Id. at 2259. As a result, the Court in
Boumediene said that it and other courts in future cases must look at the following three, non-exhaustive factors:
Quote:(1) the citizenship and status of the detainee and the adequacy of the process through which that status determination was made; (2) the nature of the sites where apprehension and then detention took place; and (3) the practical obstacles inherent in resolving the prisoner's entitlement to the writ.
Id.
And it was in examining the practical obstacles that the court in Al Maqaleh distinguished Guantanamo from Bagram and favorably compared the practical issues at Bagram to those at Landsberg Prison at the end of World War II. The officials at Landsberg, it said, faced potential threats from resistance groups, even though the actual "war" had ended several years before. Like the officials at Landsberg, the officials at Bagram also face hostilities. But the case for Al Maqaleh to be treated more like the prisoners at Landsberg (no writ of habeas corpus) than the prisoners at Guantanmo was becaus Bagram is in an
active theater of war.
Thus, the practical obstacles that concerned the Supreme Court when it decided Eisentrager, were just as relevant when looking at holding a trial on a petition for a writ of habeas corpus in Afghanistan:
Quote:Such trials would hamper the war effort and bring aid and comfort to the enemy. They would diminish the prestige of our commanders, not only with enemies but with wavering neutrals. It would be difficult to devise more effective fettering of a field commander than to allow the very enemies he is ordered to reduce to submission to call him to account in his own civil courts and divert his efforts and attention from the military offensive abroad to the legal defensive at home. Nor is it unlikely that the result of such enemy litigiousness would be a conflict between judicial and military opinion highly comforting to enemies of the United States. Eisentrager, 339 U.S. at 779.
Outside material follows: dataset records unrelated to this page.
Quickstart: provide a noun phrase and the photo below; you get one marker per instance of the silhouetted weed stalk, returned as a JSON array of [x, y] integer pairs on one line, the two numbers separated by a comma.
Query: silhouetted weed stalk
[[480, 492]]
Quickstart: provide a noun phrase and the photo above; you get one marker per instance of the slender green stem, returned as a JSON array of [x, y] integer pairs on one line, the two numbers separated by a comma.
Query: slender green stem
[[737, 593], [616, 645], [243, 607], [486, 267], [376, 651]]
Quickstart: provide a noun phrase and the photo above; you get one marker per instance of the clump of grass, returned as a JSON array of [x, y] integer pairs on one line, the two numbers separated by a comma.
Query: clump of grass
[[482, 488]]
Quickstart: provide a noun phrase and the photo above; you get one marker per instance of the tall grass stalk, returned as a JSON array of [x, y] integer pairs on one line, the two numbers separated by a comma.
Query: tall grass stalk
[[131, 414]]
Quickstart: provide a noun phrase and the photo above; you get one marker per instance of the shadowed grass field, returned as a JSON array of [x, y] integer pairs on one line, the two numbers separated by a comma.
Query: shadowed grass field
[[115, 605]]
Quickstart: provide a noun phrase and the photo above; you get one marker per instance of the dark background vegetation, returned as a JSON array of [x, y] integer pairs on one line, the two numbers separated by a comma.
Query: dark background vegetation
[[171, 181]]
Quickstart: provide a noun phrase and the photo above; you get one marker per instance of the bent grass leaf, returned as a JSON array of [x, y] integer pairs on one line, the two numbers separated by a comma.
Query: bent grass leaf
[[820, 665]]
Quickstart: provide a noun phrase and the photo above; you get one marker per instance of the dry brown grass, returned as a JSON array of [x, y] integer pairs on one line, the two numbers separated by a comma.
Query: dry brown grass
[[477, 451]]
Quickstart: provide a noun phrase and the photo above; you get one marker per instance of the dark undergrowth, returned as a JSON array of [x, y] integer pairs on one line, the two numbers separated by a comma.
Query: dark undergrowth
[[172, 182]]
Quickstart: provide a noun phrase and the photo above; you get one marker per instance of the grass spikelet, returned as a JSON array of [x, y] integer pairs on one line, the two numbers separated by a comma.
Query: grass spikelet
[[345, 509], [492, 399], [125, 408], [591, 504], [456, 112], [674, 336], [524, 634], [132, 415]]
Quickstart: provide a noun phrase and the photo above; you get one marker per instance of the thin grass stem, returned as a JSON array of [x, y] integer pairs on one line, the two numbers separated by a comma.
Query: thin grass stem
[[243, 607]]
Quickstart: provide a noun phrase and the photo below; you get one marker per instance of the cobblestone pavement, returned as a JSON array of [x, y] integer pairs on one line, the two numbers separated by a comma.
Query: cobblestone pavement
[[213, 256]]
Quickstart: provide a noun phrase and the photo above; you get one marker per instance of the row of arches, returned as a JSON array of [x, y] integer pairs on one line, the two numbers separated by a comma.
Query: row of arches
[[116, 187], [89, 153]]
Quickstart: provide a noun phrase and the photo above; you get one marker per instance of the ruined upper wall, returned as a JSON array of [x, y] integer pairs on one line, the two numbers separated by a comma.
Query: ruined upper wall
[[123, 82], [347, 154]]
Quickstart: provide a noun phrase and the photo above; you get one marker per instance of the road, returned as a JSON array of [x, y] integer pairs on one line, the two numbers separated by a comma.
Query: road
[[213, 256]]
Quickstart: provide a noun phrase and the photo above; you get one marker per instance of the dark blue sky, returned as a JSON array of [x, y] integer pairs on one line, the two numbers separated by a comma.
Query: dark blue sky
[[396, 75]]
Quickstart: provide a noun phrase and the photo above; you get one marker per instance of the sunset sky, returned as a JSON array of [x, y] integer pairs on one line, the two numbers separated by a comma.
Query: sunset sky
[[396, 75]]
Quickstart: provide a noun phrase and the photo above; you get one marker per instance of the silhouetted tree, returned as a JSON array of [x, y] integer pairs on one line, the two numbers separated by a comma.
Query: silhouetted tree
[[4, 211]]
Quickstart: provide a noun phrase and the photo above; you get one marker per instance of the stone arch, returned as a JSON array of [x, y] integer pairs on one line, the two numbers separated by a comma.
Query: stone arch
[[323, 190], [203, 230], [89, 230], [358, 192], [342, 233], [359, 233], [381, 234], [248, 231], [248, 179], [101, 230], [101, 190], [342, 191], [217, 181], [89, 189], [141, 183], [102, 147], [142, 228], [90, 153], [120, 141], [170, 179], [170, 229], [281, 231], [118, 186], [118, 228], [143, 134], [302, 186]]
Al Maqaleh, 2010 WL 2010783 at 12.
So there's the difference between Guantanmo and Bagram Air Base.
And that thought is just as troubling to me as it was to the D.C. Circuit in
Al Maqaleh.
As for your comment about finding the right legal loophole, and as for Andrea Prasow's and the ACLU's concerns, the court in Al Maqaleh stated:
Quote:We do not ignore the arguments of the detainees that the United States chose the place of detention and might be able “to evade judicial review of Executive detention decisions by transferring detainees into active conflict zones, thereby granting the Executive the power to switch the Constitution on or off at will.” Brief of Appellees at 34 (quotation marks and citation omitted). However, that is not what happened here. Indeed, without dismissing the legitimacy or sincerity of appellees' concerns, we doubt that this fact goes to either the second or third of the Supreme Court's enumerated factors. We need make no determination on the importance of this possibility, given that it remains only a possibility; its resolution can await a case in which the claim is a reality rather than a speculation. In so stating, we note that the Supreme Court did not dictate that the three enumerated factors are exhaustive.
Al Maqaleh, 2010 WL 2010783 at 13.
Am I just as concerned as Prakow and the ACLU, you bet I am. And if I were representing a detainee at Bagram, I'd be trying to get my hand on evidence to show that Administration attorneys -- no matter which administration -- and the Military put their heads together to find a place beyond the reach of the Constitution's Suspension clause and intentionally placed detainees there.
Even though it has its flaws, our justice system is the model that's held up to the world as the example to follow. If we supposedly provide the most protections to those detained in our jails and prisons, shouldn't we show the world that we're willing to give those same protections to foreigners we detain, even if it's on foreign soil?